As we stood outside the door for a moment, watching Donia wander away, a car drew up to the gate and a police officer got out. He came to us and spoke in English.
“The woman has been found. She is completely demented and does not know who she is. She thinks she is a child who has broken her favorite doll.”
I shivered as Gunnar directed the officer into the cottage. T
hen we turned away together.
There was a path that led steeply down to the water from the outcropping of rock on which the cottage had been built. We went down the curving way, with my hand in Gunnar’s.

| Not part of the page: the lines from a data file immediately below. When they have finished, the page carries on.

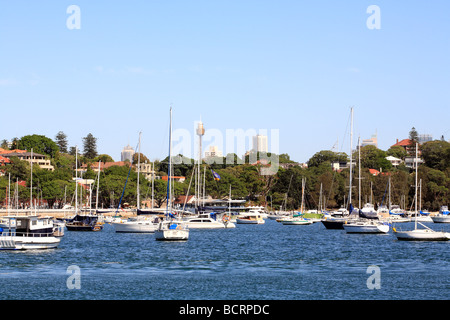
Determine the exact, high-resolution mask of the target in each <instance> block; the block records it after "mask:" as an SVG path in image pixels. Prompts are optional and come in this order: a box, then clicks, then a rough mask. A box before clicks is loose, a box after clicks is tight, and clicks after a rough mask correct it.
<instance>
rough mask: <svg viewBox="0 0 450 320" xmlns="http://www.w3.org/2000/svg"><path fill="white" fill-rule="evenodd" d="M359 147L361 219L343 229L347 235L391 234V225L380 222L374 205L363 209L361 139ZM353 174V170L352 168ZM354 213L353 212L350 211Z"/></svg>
mask: <svg viewBox="0 0 450 320" xmlns="http://www.w3.org/2000/svg"><path fill="white" fill-rule="evenodd" d="M358 146H359V151H360V152H359V161H358V162H359V188H358V189H359V191H358V198H359V207H360V209H359V219H354V220H347V221H345V222H344V224H343V227H344V230H345V231H346V232H347V233H369V234H377V233H388V232H389V223H386V222H381V221H379V220H378V214H377V211H375V208H374V206H373V204H372V203H371V202H372V201H370V202H369V203H366V204H365V205H364V207H363V208H361V139H358ZM350 172H351V168H350ZM371 198H372V196H371ZM349 201H350V208H352V205H351V185H350V196H349ZM350 211H353V210H350Z"/></svg>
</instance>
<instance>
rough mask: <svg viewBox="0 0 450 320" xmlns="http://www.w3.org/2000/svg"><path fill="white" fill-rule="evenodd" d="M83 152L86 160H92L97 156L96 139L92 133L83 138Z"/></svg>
mask: <svg viewBox="0 0 450 320" xmlns="http://www.w3.org/2000/svg"><path fill="white" fill-rule="evenodd" d="M83 151H84V156H85V157H86V158H88V159H94V158H95V157H96V156H97V138H95V137H94V136H93V135H92V133H89V134H88V135H87V136H86V137H84V138H83Z"/></svg>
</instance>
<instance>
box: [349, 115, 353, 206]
mask: <svg viewBox="0 0 450 320" xmlns="http://www.w3.org/2000/svg"><path fill="white" fill-rule="evenodd" d="M350 113H351V122H350V182H349V192H348V203H349V207H350V206H351V205H352V178H353V173H352V171H353V168H352V162H353V154H352V151H353V107H351V108H350ZM350 214H351V212H350Z"/></svg>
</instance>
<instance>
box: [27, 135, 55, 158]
mask: <svg viewBox="0 0 450 320" xmlns="http://www.w3.org/2000/svg"><path fill="white" fill-rule="evenodd" d="M18 148H19V149H25V150H28V151H31V149H32V148H33V152H35V153H42V154H45V155H49V156H50V157H51V158H54V157H55V154H56V152H57V151H58V150H59V147H58V146H57V144H56V143H55V142H54V141H53V140H52V139H50V138H47V137H46V136H42V135H38V134H33V135H28V136H24V137H22V138H20V140H19V141H18Z"/></svg>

“What will happen to Irene?” I said.
“She will be examined. Obviously she will not be released to stand trial. The seed of imbalance has been in her since she was a child. It has already borne terrible fruit.”
“Then nothing will need to come out?” I said. “The past can be left alone—Laura can be left alone?”

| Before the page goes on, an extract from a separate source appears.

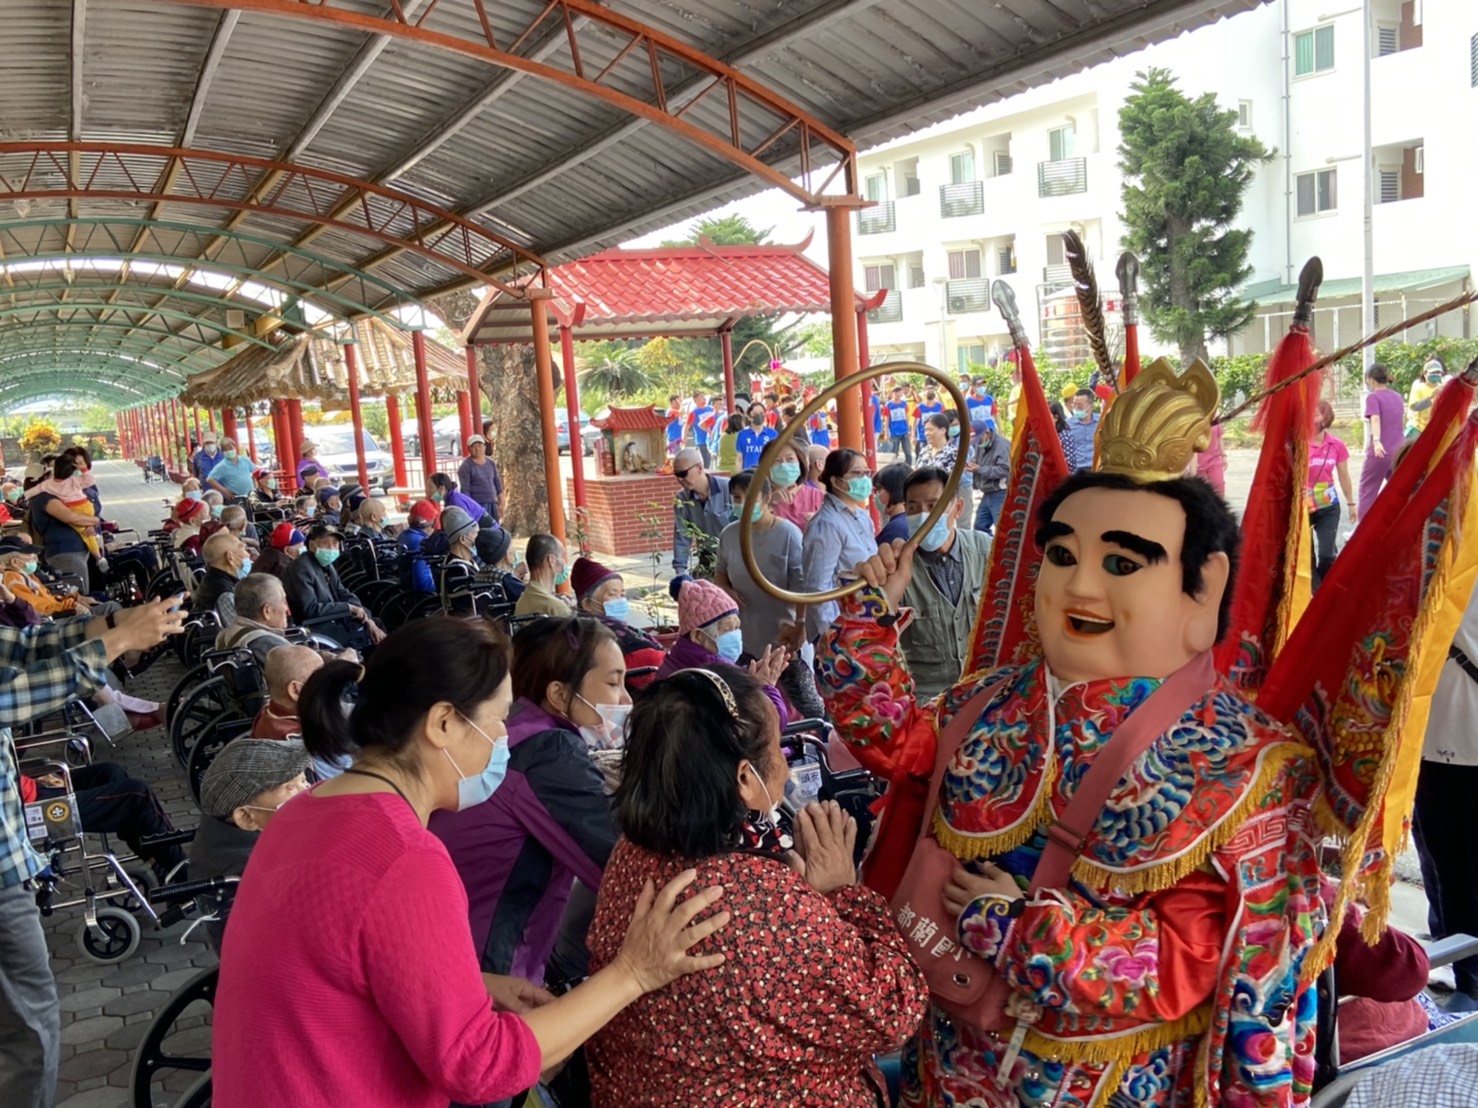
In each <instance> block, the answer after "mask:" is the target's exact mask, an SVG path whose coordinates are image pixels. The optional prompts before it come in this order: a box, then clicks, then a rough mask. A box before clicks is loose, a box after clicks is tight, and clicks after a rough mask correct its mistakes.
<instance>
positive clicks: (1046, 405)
mask: <svg viewBox="0 0 1478 1108" xmlns="http://www.w3.org/2000/svg"><path fill="white" fill-rule="evenodd" d="M1046 411H1049V412H1051V414H1052V423H1055V424H1057V430H1058V433H1061V431H1066V430H1067V412H1066V411H1064V409H1063V402H1061V400H1052V402H1049V403H1048V405H1046Z"/></svg>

Gunnar nodded. “I believe we can see to that. It will not be necessary now. Everyone has suffered enough. Even Irene.”
We were silent for the rest of the way down the path. It led out upon a narrow, rocky spit, and we sat down on the rocks with the water lapping gently at our feet—and looked at each other.
“We must make plans,” Gunnar said. “Are you going to write about Laura Worth?”
I nodded. “Of course. I want to more than ever now. But only a chapter. A chapter about Laura Worth, the actress. I couldn’t do a book because there’s too much that can’t be written about. I could never really do her justice. First, I’ll have to go back to New York. I’ll write it there, where I can find some perspective.”
“But you will return,” Gunnar said. It was a statement, not a question. Then he went on, as though he found his own words inadequate. “It will be necessary for you to return.”
He was solemnly in earnest, and I laughed at him with a slight choke in the laughter. “Yes, I’ll return,” I said.
He would not move too fast, my Norwegian, but he knew exactly where he was going, even if he was not ready to tell me yet. I would wait until he was ready.
“You are sitting too far away from me,” he pointed out, and I moved properly close. “Even in the wintertime you will like Norway, Leigh.”